The school have a healthy tuck trolley which comes out every break time offering children the opportunity to purchase fruit using 25p fruit tokens from their fellow pupils.

As part of the schools healthy approach, pupils take part in a variety of sports and clubs including netball and football, where the school is celebrating after both teams have achieved sporting successes.

“The netball team led by Laura Johansen, came second in the Lliswerry Netball Tournament while the football team came first in their tournament representing England against the Lliswerry Cluster where they competed against Maindee Primary, St Andrews and Lliswerry Primary school.

“We focus on cluster-based working with other schools across the area.

“We are all about enthusiasm, enjoyment and participation through the cluster working.

“It is helping us go from strength to strength.”

As part of this cluster-based working, children are supported throughout the transition process form primary to secondary school.

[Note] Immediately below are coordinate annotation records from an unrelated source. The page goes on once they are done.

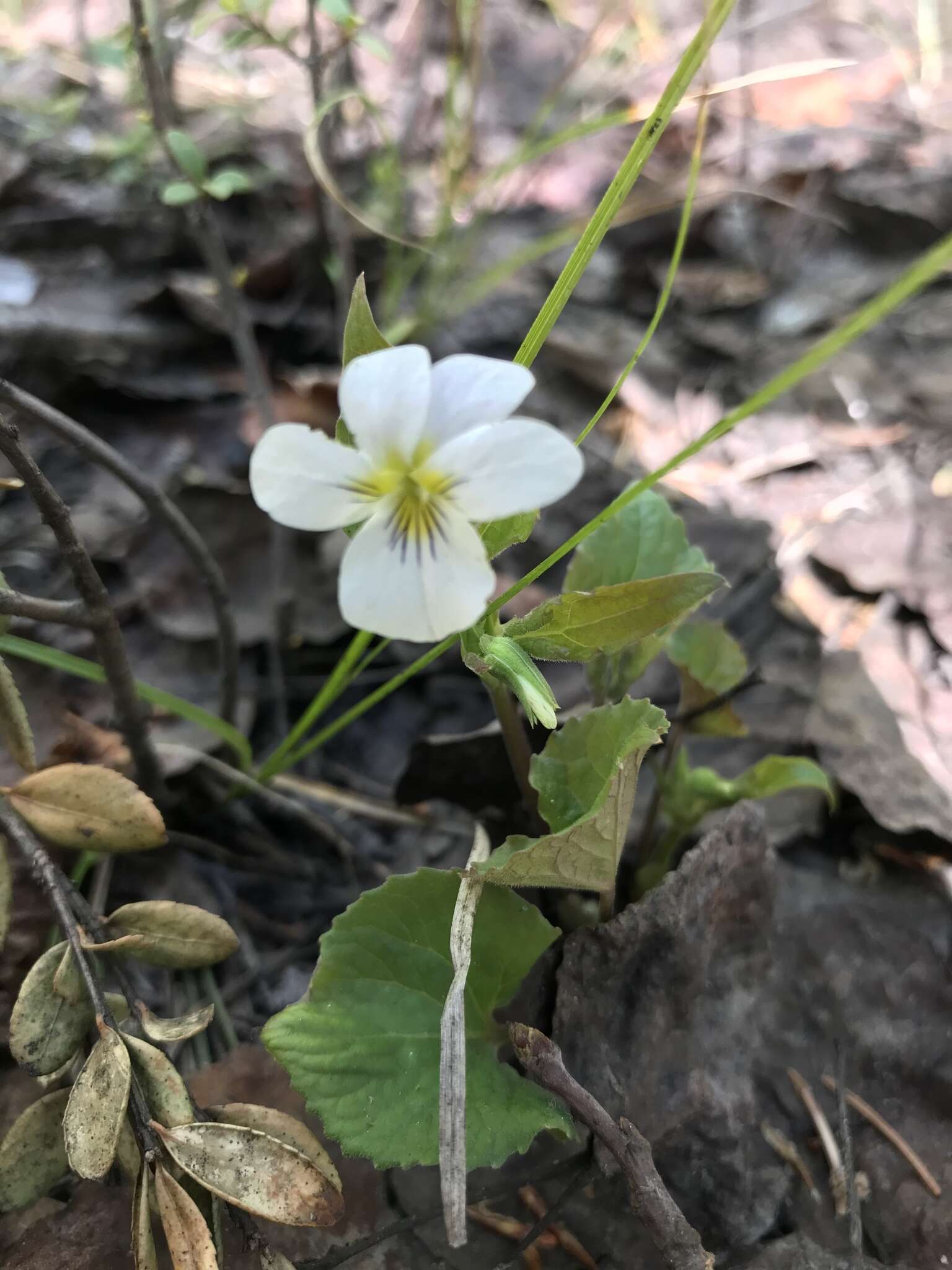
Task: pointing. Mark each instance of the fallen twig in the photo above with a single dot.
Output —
(889, 1133)
(164, 510)
(786, 1150)
(838, 1176)
(98, 605)
(677, 1241)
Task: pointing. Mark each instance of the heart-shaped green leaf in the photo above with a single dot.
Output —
(711, 664)
(363, 1046)
(587, 778)
(580, 625)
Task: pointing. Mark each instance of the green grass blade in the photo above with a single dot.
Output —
(84, 670)
(669, 278)
(624, 179)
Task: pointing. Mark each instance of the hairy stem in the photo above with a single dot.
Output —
(95, 597)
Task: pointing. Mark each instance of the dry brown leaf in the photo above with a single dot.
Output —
(162, 933)
(143, 1242)
(254, 1171)
(88, 808)
(282, 1127)
(32, 1155)
(45, 1029)
(95, 1112)
(186, 1230)
(174, 1029)
(164, 1089)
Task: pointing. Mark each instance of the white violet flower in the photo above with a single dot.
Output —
(437, 448)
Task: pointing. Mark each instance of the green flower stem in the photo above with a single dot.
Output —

“We have a transition day where children meet their new teachers as they move up a year and learn the new rules and expectations,” the head said.

The school also has an active school council and Pupil Voice where children can discuss what they would like to see implemented in the school.

Active engagement in learning is also encouraged through visitors who deliver talks.

During the day visitors Tony Davies and Dave Shankland from ADA Recycling and Safety Training were there to deliver a workshop, aiming to teach children from Key Stage Two the importance of recycling.

Music is also a big part of the school with pupils showcasing their skills in weekly assemblies.

The school is delighted after instruments have been donated by Gareth Selfe from Admiral.

“They have really helped to enhance music and we are so grateful,” Mrs Rutledge said.

“We are always looking for donations.”


Head: Mrs Fiona Rutledge

Chair of Governors: Alan Speight

Pupils on roll: 172

Ages: 3-11

Motto: Learning, playing and growing together

Estyn Report:

THE last Estyn inspection took place in October 2011.

The inspection team, led by Eleri Hurley, found the performance of the school to be good with reading initiatives amongst its strengths.

In her findings Ms Hurley said many pupils communicate their ideas and opinions confidently and listen attentively in lessons. Pupils are very proud of their school and are well motivated and work conscientiously.

Teachers motivate pupils well to succeed and make progress in a caring, welcoming and orderly environment where every child is valued.